Neto Osmar Pinto
Center of Innovation, Technology and Education (CITE) at Anhembi Morumbi University - Anima Institute, São José dos Campos, São Paulo, Brazil; Arena235 Research Lab, São José dos Campos, São Paulo, Brazil.
J Voice. 2024 May 12. doi: 10.1016/j.jvoice.2024.04.020.
This study evaluates the efficacy of voice analysis combined with machine learning (ML) techniques in enabling the diagnosis of Parkinson's disease (PD).
Voice data, phonation of the vowel "a," from three distinct datasets (two from the University of California Irvine ML Repository and one from figshare) for 432 participants (278 PD patients) were analyzed.
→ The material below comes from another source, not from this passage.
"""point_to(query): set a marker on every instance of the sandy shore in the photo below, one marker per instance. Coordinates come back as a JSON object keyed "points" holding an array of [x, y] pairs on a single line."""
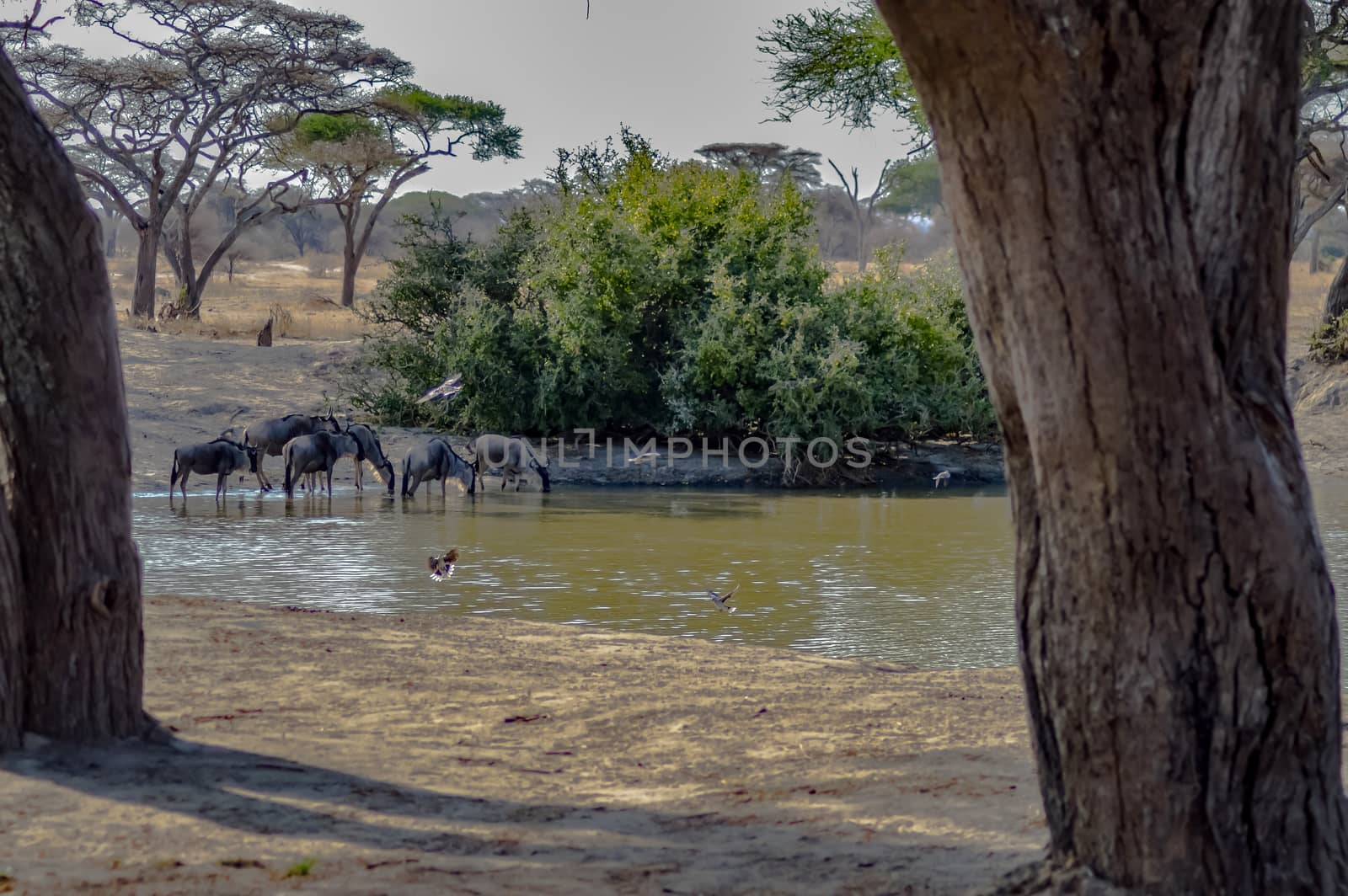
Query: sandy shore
{"points": [[431, 755]]}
We employed four ML models-Artificial Neural Networks, Random Forest, Gradient Boosting (GB), and Support Vector Machine (SVM)-alongside two ensemble methods (soft voting classifier-Ensemble Voting Classifier and stacking method-Ensemble Stacking Model (ESM)). The models underwent 50 iterations of evaluation, involving various data splits and 10-fold cross-validation. Comparative analysis was done using one-way Analysis of Variance followed by Bonferroni posthoc corrections.
The ESM, SVM, and GB models emerged as the top performers, demonstrating superior performance across metrics, including accuracy, sensitivity, specificity, precision, F1 score, and area under the receiver operating characteristic curve (ROC AUC). Despite data heterogeneity and variable selection limitations, the models showed high values for all metrics.
ML integration with voice analysis, mainly through ESM, SVM, and GB, is promising for early PD diagnosis. Using multi-source data and a large sample size enhances our findings' validity, reliability, and generalizability.
Integrating advanced ML techniques with voice analysis demonstrates substantial potential for improving early PD detection, offering valuable tools for speech-language pathologists (SLPs). These findings provide clinically relevant insights that can be applied within the scope of SLP practice to refine diagnostic processes and facilitate early intervention.
本研究评估语音分析结合机器学习(ML)技术用于诊断帕金森病(PD)的疗效。
分析了来自三个不同数据集(两个来自加利福尼亚大学欧文分校ML库,一个来自figshare)的432名参与者(278名PD患者)的语音数据,即元音“a”的发声。我们采用了四种ML模型——人工神经网络、随机森林、梯度提升(GB)和支持向量机(SVM)——以及两种集成方法(软投票分类器——集成投票分类器和堆叠方法——集成堆叠模型(ESM))。这些模型进行了50次评估迭代,涉及各种数据划分和10折交叉验证。使用单因素方差分析并随后进行Bonferroni事后校正进行比较分析。
ESM、SVM和GB模型表现最为出色,在包括准确性、敏感性、特异性、精确性、F1分数和受试者工作特征曲线下面积(ROC AUC)等指标上均表现出卓越性能。尽管存在数据异质性和变量选择限制,但这些模型在所有指标上都显示出很高的值。
ML与语音分析相结合,主要通过ESM、SVM和GB,在早期PD诊断方面很有前景。使用多源数据和大样本量提高了我们研究结果的有效性、可靠性和普遍性。
将先进的ML技术与语音分析相结合,在改善早期PD检测方面显示出巨大潜力,为言语语言病理学家(SLP)提供了有价值的工具。这些发现提供了临床相关见解,可应用于SLP实践范围内,以优化诊断过程并促进早期干预。